The Royal Society believes that assessment of research quality must focus on institutions if it is to create the right incentives, says Ottoline Leyser.

A central purpose of the Research Excellence Framework is to determine the size of the funding councils’ block grant to each university. The grant is awarded to institutions, so it makes sense that the REF should focus on assessing institutions in the round.

That is why the Royal Society is today calling for the REF to shift its emphasis from the work of individual researchers to a portfolio approach, illustrating the breadth and depth of an institution’s research environment.

The REF already evaluates research environment—it accounted for 15 per cent of the mark in the 2014 evaluation. Universities submitted a narrative statement explaining how they created a high-quality research environment and, in parallel, research outputs and examples of wider impact.

These elements of the current system are entirely appropriate. However, the interaction between the REF’s rules and other pressures on universities creates substantial problems.

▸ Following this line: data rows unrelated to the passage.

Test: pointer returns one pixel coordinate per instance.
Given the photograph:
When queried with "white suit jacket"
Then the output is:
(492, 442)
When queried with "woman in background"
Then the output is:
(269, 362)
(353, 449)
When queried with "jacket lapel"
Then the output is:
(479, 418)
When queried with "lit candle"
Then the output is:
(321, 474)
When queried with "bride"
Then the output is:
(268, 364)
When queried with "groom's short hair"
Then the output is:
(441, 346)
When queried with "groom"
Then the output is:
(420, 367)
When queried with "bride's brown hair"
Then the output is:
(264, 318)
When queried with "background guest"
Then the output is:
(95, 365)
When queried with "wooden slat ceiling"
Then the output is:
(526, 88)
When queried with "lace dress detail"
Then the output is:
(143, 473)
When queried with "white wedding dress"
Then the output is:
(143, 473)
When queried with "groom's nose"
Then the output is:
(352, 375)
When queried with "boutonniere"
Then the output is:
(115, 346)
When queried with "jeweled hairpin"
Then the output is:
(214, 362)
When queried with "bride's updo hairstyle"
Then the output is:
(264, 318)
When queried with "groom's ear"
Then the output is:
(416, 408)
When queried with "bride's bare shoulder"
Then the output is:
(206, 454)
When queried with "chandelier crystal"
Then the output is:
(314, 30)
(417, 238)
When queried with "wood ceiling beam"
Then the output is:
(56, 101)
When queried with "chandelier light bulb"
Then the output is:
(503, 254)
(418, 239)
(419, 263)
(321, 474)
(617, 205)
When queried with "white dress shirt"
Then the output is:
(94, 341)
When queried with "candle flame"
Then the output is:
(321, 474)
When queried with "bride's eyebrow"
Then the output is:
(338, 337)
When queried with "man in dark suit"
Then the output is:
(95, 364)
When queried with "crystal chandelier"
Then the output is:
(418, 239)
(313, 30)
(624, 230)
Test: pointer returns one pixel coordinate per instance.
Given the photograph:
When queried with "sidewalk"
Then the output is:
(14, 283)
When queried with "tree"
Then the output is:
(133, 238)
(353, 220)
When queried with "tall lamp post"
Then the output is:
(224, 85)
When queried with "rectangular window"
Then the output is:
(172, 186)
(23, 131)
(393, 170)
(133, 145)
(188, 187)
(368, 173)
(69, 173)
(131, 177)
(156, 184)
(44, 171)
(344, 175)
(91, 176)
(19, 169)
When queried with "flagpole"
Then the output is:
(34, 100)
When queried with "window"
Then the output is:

In particular, the system centres on the inclusion or exclusion of individual academics. Most of those included must submit four research outputs produced during the assessment period, which are scored.

Their summed scores are the biggest single contributor to the REF outcome. A university’s block grant is a product of its REF score and the number of academics submitted. In effect, the system monetises academics with four top-rank outputs.

This has led universities to take a risk-averse approach to selecting outputs, focusing on papers published in high-ranking journals. The definition of excellence is limited to world-leading discoveries, rather than taking in the breadth and depth of activity needed to drive a sustainable and effective research endeavour.

It is not surprising that universities have appointed more and more academics with the ‘right’ sort of outputs. Staff not fitting the mould are undervalued and crucial activities have been neglected. For example, papers describing negative or confirmatory results are unlikely to score highly in the REF, so there is little incentive to write them up—meaning that others will repeat dead-end experiments or unnecessary replications.

Last year’s Stern review identified these perverse incentives. Its proposals, including making the REF more institutionally focused by breaking the link between individual academics and their outputs, form the basis of a consultation by the Higher Education Funding Council for England that ends today.

However, the proposed solutions are still focused on submitting individual researchers. This immediately revives questions about who they should be and how many outputs each should submit. The link between academics and their outputs remains.

No researchers should be submitted to the REF. None. All that is needed is a measure of research volume, to determine how many outputs should be submitted in each subject area and to calculate the size of the block grant.

Although not a trivial task, such a measure could be derived from data already collected by the Higher Education Statistics Agency. It could include academic staff, support staff and researchers at all career stages. There would be no need to decide who qualifies as research active or independent, who is employed on a specific day, or who has special circumstances.

For each subject area, this number would dictate how many research outputs should be submitted. Only outputs where a significant part of the research was conducted at that university should be eligible. Under these rules, multiple universities could submit the same output.

These changes will remove many of the problems associated with submitting individuals, but they won’t address the corrosive focus on particular types of output.

A high-quality research portfolio doesn’t consist only of groundbreaking discoveries. It contains work that cements initial findings, integrates existing work, develops tools and resources such as databases, engages diverse groups and nurtures the next generation of researchers.

Some of these elements feature in the statements on research environment, but they are absent from the output portfolio. They should not be.

REF panels should go beyond simply judging outputs, one by one, in isolation. They should provide a holistic assessment of the portfolio of outputs, recognising the importance of breadth and depth in output types. Such an approach would more robustly assess the quality of the research environment built by each institution, ease pressures on careers and morale, and provide the incentives for diverse, interdisciplinary and collaborative work.

Discussions with researchers show how deeply embedded our assumptions about the REF have become. Debate has focused on how fairly to include everyone, when it should have been about how fairly to include no one. Only a system with this as a fundamental principle can deliver a REF that is fit for purpose.

Ottoline Leyser is chairwoman of the Royal Society Science Policy Advisory Group and professor of plant development at the University of Cambridge.